Neophytou has pegged his presidency as a continuation of Disy’s successful management of three major crises over the past 10 years: the financial crisis, the pandemic and the current energy crisis.
Mavroyiannis has insisted he will work to solve the Cyprus problem and offer respite and support to vulnerable groups of society.
Among the other candidates, Demetriades has presented himself as an outsider to political games but with the skills and knowledge to handle problems. His campaign has often come with modern quips such as having a dog with him when submitting his candidacy, highlighting that the way animals are treated is indicative of a country’s sensitivities. His famous case with Titina Loizidou who took Turkey to the ECHR has largely been played to his favour.
A former rector at the University of Cyprus, Christofides has kept his academic background to the fore, highlighting solutions to mainstream renewable energy sources and practical steps that could make Cyprus an effective green economy.

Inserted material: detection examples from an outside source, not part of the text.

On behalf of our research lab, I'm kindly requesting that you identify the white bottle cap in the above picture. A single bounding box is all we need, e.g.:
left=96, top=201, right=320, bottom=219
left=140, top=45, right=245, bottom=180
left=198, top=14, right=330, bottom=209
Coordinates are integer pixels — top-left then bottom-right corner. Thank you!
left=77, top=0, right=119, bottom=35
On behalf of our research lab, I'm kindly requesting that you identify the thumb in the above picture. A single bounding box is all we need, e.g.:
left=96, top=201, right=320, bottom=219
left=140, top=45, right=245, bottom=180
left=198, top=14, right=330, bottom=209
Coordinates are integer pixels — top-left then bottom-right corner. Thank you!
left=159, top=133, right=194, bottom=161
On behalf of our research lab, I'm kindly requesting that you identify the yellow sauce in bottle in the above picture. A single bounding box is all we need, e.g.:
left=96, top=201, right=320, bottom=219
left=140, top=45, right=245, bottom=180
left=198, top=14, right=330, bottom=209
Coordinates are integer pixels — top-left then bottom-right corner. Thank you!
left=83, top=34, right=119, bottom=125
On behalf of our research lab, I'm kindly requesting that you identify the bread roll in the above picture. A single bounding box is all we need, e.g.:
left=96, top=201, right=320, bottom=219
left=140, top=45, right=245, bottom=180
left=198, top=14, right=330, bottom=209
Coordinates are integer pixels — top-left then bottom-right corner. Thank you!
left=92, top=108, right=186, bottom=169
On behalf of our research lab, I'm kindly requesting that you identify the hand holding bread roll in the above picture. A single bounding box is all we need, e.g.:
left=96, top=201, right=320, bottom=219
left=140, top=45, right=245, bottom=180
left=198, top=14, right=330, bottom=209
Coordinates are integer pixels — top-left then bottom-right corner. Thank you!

Former Diko member Giorgos Kolokasides has poised himself as a candidate that no longer believes the Cyprus problem can be solved on the basis of a bizonal bicommunal federation and it is time to stop trying to use solutions that have ‘demonstratively’ failed to reap any results for decades.
Meanwhile Elam’s Christos Christou has unsurprisingly weighed heavily on the importance of getting rid of immigrants.
More obscure candidates include Celestina De Petro who suggested butchers should retire early with an extra €550 per month, so as to reduce the number of animals getting killed. Soviet-born presidential candidate Yulia Khovrina-Komninos is advocating that Cyprus should leave the Euro currency behind and reinstate the old Cyprus pound.
Loucas Stavrou, Alexios Savvides, Andronikos Zervides, Andreas Efstratiou and Charalambos Aristotelous are also part of the 14 but have hardly featured in the news.
On election day, some 2,000 police officers will be deployed across the country, with police presence at every polling station, and the offices of presidential candidate’s.
While voter turnout remains to be seen, the biggest group of voters, 107,801, are aged 70 and above. A total of 276,029 men and 285,004 women are registered. This includes 730 Turkish Cypriot voters and 240 displaced voters.